Hacía un siglo que jóvenes estudiantes católicos habían fundado en París, en memoria del santo, la Conferencia de San Vicente Paúl, con el fin de socorrer a los necesitados, aunque Bertrand distinguía dos grupos de visitadores de los pobres de esta organización. Por un lado, estaban los que repartían limosna para los afligidos, pero también había un sector que lo hacía condicionalmente a que los hijos de los pobres fueran llevados a las escuelas católicas en vez de a las municipales, o que se votase a las candidaturas católicas.

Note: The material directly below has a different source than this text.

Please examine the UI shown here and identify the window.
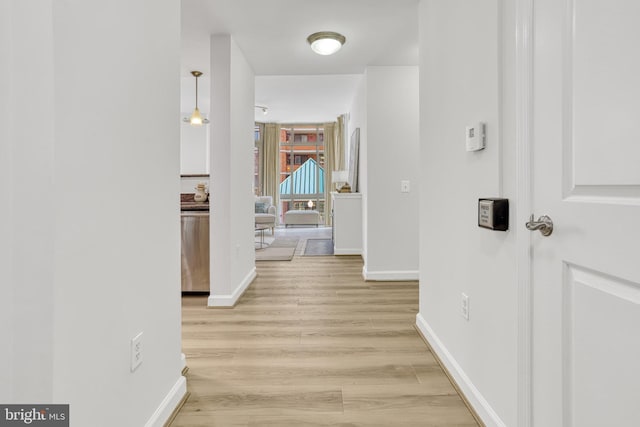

Después, Bertrand se preguntaba que, aunque era bueno consolar a los desgraciados, no sería preferible combatir la miseria, impedir que naciera. Los pobres eran víctimas, y su miseria era resultado de la injusticia. Los que producían no podían contentarse con una mísera pitanza, ni llevar ropas harapientas y bastas. Eso tendría su origen, seguía discerniendo el escritor francés, en un régimen injusto que debía ser denunciado, combatido y aniquilado, dejando sitio a un orden nuevo donde el que crease la riqueza tuviera su parte en la misma, y donde no hubiera pereza ni ociosidad. Bertrand reconocía que San Vicente de Paúl había comenzado la obra, pero la miseria seguía existiendo.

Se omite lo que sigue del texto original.